Duncan White meets the swimmer and the former coal-miner who are on course to make a splash in London

Going into my first final in Beijing, the nerves hit me so bad. I was 13 and it was my first final of the Paralympics, in the Individual Medley. I turned to Billy and said: ‘Why am here? I don’t want to do it’ and burst out crying. He was great and told me to just go and enjoy it.

I finished fifth and, to be honest, I was disappointed. I hadn’t done as well as I’d wanted. Back in my room I really thought hard. I knew the nerves had affected me. The next day was the 100m freestyle.

Winner: Ellie Simmonds' coach Bille Pye says she "hates coming second" Photo: GEOFF PUGH

I just wanted to go out and show them what I could do.

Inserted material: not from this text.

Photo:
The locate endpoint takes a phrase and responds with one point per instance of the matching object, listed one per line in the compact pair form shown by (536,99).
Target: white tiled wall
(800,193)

In the heats I qualified second, I swam a personal best and in the final I was determined to get a medal. I didn’t mind which colour. In the last 25m we were all in a line and I just put my head down and went for it.

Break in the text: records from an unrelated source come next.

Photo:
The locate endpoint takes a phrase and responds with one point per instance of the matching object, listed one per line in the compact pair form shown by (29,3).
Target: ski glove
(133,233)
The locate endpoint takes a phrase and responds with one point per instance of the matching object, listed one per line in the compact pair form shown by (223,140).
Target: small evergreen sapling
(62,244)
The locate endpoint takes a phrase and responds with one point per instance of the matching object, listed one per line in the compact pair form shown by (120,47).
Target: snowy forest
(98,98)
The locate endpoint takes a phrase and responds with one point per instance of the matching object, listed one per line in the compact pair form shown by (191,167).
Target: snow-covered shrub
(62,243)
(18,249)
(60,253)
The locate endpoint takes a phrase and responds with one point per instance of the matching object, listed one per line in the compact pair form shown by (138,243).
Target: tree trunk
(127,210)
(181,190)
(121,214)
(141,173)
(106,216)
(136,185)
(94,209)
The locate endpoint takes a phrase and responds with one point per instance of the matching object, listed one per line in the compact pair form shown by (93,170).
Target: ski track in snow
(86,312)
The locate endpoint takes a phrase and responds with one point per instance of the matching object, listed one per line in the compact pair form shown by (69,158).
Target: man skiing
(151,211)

The next thing I know, I’d touched. It took me a while to recognise where I was. Then my team-mate Nathalie told me I was first and I said ‘really?’ and she said ‘yes’ and I burst out crying. I cried because I’d trained so hard going into it and suddenly I had this thing I had dreamed of, a gold medal. I just let it all out.

I then gave that embarrassing interview when I burst into tears on television. I didn’t see it until ages afterwards. I was so embarrassed when I saw it. We had no idea what it was like back home. In the few months after, it really hit home how big it was. I didn’t realise how many people had been watching it.

I first started swimming when I was five, when my mum took me to swimming lessons. We went to quite a few places but none of them suited me. Finally, she took me to a club called Boldmere in Sutton Coldfield, where my older sister used to swim. It was there that I really took to it.

As I worked my way up through the stages I had to work harder and harder so that I could stick with my friends. When I was eight I got selected for the club to compete for them and that’s when my competitive edge came through. I didn’t actually race in a disability swimming meet until I was nearly 10 years old and things just went from there.

I needed Billy to take me to the next level, though. Boldmere was a great club but I was training with people younger than me and getting frustrated.

I swim in the S6 category and Billy is a designated coach for that, so I started training with him in the holidays and half-terms from early 2006. Our relationship grew out of those sessions and then, after the World Championships, in South Africa, my parents and I realised something had to change, so we moved to Swansea so I could work with Billy full-time.

He’s both tough and relaxed. Some coaches just think about your ability, but Billy thinks of your personal life as well. If I’ve had a bad day it can affect my training and he’s aware of that. I’ve been revising for my GCSEs and he understands my commitments with school. I train nine times a week, in two-hour sessions, including Saturdays. In the week I have to do two hours of gym as well. It’s hectic because I have to fit in school.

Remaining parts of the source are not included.